Kaufmann Auditorium, Goldwin Smith Hall
ICM Lecture Series

HALA HALIM
Associate Professor, Comparative Literature History; Middle Eastern Studies, New York University

Although criticism of Arabic literature has increasingly interrogated the Nahda thesis whereby the Arab world awakens into modernity at the hands of the West and witnesses a literary revival by dint of translation and borrowing genres from Europe, much scope remains to foreground challenges and alternative formulations. This presentation addresses the Egyptian novelist, poet, and critic Edwar al-Kharrat (1926-2015) to extrapolate his articulations of an Arab literary modernity resistant to Eurocentrism. Taking stock of both his literary and critical texts, the presentation treats the critically overlooked import of the internationalist and surrealist aspects of al-Kharrat’s project.

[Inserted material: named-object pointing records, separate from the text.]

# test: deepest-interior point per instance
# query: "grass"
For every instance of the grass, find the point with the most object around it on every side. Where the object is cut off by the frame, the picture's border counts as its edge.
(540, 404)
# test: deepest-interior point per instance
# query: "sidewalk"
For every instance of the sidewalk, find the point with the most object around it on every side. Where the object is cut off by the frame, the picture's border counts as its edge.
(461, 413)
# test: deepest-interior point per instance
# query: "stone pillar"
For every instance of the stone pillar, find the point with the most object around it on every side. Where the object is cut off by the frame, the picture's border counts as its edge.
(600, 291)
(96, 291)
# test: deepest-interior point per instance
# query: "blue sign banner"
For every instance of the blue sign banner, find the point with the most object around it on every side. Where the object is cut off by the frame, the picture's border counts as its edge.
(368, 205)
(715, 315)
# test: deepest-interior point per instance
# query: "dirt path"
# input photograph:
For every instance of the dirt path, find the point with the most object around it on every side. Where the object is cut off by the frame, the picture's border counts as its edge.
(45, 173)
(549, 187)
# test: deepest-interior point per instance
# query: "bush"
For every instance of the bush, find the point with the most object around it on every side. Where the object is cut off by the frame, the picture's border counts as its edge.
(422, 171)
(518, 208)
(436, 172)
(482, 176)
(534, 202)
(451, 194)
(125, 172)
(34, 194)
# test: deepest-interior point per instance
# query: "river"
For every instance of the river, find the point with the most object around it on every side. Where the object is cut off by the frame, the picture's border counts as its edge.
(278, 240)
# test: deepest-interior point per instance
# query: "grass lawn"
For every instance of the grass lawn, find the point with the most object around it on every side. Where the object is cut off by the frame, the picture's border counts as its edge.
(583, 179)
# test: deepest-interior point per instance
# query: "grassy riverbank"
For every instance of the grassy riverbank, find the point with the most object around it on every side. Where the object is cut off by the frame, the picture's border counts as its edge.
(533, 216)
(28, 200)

Seminar, "On Translations of Edwar al-Kharrat’s Fiction into English"

Wednesday, March 9, 2016 - 10:00am

Toboggan Lodge, Cornell University

The fiction of Edwar al-Kharrat (1926-2015) poses a set of challenges to any translator, not least because it draws on several genres and deploys an array of linguistic registers. Drawing on Translation Studies, this seminar will consider various aspects of published English translations of Edwar al-Kharrat’s fiction, with attention to translators’ prefatory notes and translational strategies. Knowledge of Arabic not necessary for participating in the seminar.

Bio 
Hala Halim is an associate professor of comparative literature and Middle Eastern studies at New York University. Her book Alexandrian Cosmopolitanism: An Archive (Fordham University Press, 2013) received an Honorable Mention for the Harry Levin Prize for First Book from the American Comparative Literature Association. She has translated two novels from Arabic: Mohamed El-Bisatie’s Clamor of the Lake—which received an Egyptian State Incentive Award in literature for translation and was selected as runner up for the first London-based Banipal Prize for Arabic Literary Translation—and Mahmoud Al-Wardani’s Heads Ripe for Plucking. Her current projects include editing Bernard de Zogheb’s unpublished libretti and a study that develops her previous work on the Egyptian novelist and critic Edwar al-Kharrat.

All events are free and open to the public.